Sous couvert de l’humour, arme fatale pour faire passer l’air de rien les messages les plus subversifs, Love & Anarchy se livre à une critique au vitriol du monde du travail en général, et de celui de l’édition en particulier. Tout le monde en prend pour son grade, du PDG over positif mais en fait plus lâche tu meurs au vieux de la vieille dépassé par le monde moderne, en passant par la jeune féministe au code éthique à géométrie variable ou au mari souriant en réalité hyper toxique. Et en même temps, Lisa Langseth a assez de tendresse et d’empathie pour que ses personnages ne soient pas unidimensionnels. Elle se moque au passage d’une firme de streaming aux grandes ambitions, qui veut racheter la maison d’édition en question. Un gros clin d’œil (ou une tape derrière la tête) à Netflix et à l’avènement des plateformes “blockbusters” type Disney+ ou Amazon Prime Vidéo, qui laissent peu de place aux auteurs qui ne rentrent pas “dans le moule” de la société de consommation. 

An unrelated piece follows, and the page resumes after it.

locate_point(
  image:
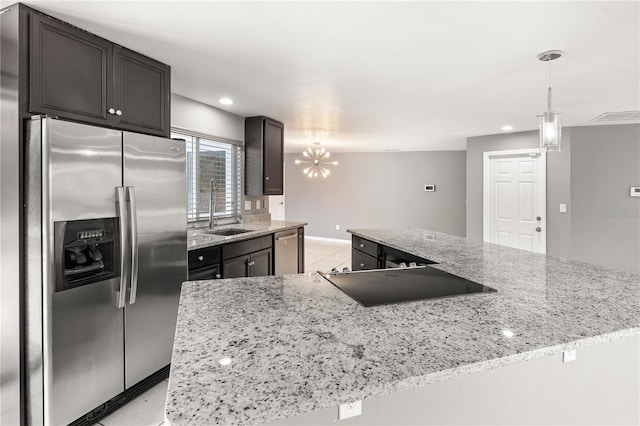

Si elle aborde des questions féministes et sociétales fortes (notamment la responsabilité du pays pendant la Deuxième Guerre mondiale, toujours un tabou là-bas), la série reste en revanche timide quant aux représentations des minorités, en fait réunies en un seul personnage secondaire : celui de Denise, jeune femme lesbienne et racisée (incarnée par Gizem Erdogan) qui travaille dans la maison d’édition. La Suède a pourtant une réputation de tolérance, autant dans sa politique d’immigration que côté droits des LGBTQ+, et Stockholm est considérée comme l’une des villes les plus queer friendly au monde. Cette ode à la singularité de chaque individu prend donc un visage certes moitié féminin, mais blanc et hétéro. On entend toutefois clairement ce joli rappel à la liberté d’action dont nous disposons et que nous oublions souvent, trop occupé·e·s à nous construire une vie qui rentre dans les cases préconçues pour nous par la société. Et la série de nous dire : n’oubliez pas ce grain de folie, cet enfant créatif et rebelle qui sommeille en chacun·e de nous. Chérissez-le, nourrissez-le.